= Dopefiend =

1971 novel by Donald Goines

Dopefiend: The Story of a Black Junkie is a 1971 novel by Donald Goines and his first published novel. The book is considered to be Goines's benchmark novel and shares some similarities to the author's life. The book deals with "the power dynamics between dealer and junkie and illustrates how a perverted, cowardly, black drug dealer in a dilapidated ghetto house can exert his influence across socioeconomic boundaries over anyone who becomes addicted to heroin. Goines emphasizes that no heroin user can emerge from the experience unscathed."

The novel was written while Goines was incarcerated and was written after his book Whoreson was accepted by Holloway House's editors, but was published first.

==Plot==
Dopefiend features an ensemble cast of characters. The central antagonist is named Porky, a drug dealer who seeks to exploit the weaknesses of others and enjoys humiliating people, especially women, whom he sometimes forces to copulate with his German Shepherds in order to score some drugs when they do not have the funds to pay for them. Terry and Teddy are a young couple whose relationship is destroyed by drugs. Terry does not use initially, but is given free drugs by Porky as he hopes to get her addicted so that he might be able to force her to have sex with him, eventually she becomes addicted as her boyfriend Teddy already was. Teddy resorts to stealing with friends to supply his habit, while Terry, under the guidance of a pregnant heroin addict named Minnie, turns to prostitution. Teddy watches two friends get shot down by some security guards and he himself is killed after he and two other dope fiends rob Porky. Minnie, after performing a sexual act with Porky's dogs to cover the cost of her addiction, drops the drugs down a sewer. She then commits suicide by hanging herself. Terry walks in on her dangling from the ceiling where the head of her stillborn child is seen coming out from between her legs, as she twists back and forth over a pile of excrement on the floor. The shock of this is too much for Terry to handle, and she ends up in a mental institution.
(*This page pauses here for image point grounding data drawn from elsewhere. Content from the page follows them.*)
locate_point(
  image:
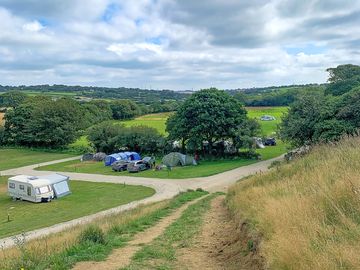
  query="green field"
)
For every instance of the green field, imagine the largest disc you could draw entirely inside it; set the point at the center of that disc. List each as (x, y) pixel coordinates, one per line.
(205, 168)
(14, 158)
(86, 198)
(157, 121)
(267, 127)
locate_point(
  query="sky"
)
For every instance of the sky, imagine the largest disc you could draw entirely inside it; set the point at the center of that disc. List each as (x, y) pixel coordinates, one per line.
(176, 44)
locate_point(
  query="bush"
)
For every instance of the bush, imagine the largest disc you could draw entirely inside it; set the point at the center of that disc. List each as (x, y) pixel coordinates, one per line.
(92, 234)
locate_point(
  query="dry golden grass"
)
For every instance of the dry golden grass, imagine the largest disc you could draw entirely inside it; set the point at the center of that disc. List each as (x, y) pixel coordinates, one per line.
(59, 242)
(308, 211)
(1, 119)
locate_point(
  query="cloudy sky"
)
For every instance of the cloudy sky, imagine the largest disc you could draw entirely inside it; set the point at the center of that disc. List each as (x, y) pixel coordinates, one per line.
(176, 44)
The novel ends with Porky scouting another young couple as he once did with Terry and Teddy; it is revealed that Porky had never done drugs a day in his life.

==Reception==
MELUS writer Greg Goode covered the book in his 1984 article From Dopefiend to Kenyatta's Last Hit: The Angry Black Crime Novels of Donald Goines, writing that "To read Goines's description is to imagine a bloody, pustulant cross between a pharmacy, an operating room and a torture chamber, where sick junkies frantically stab themselves with rusty, clogged needles trying to hit a track."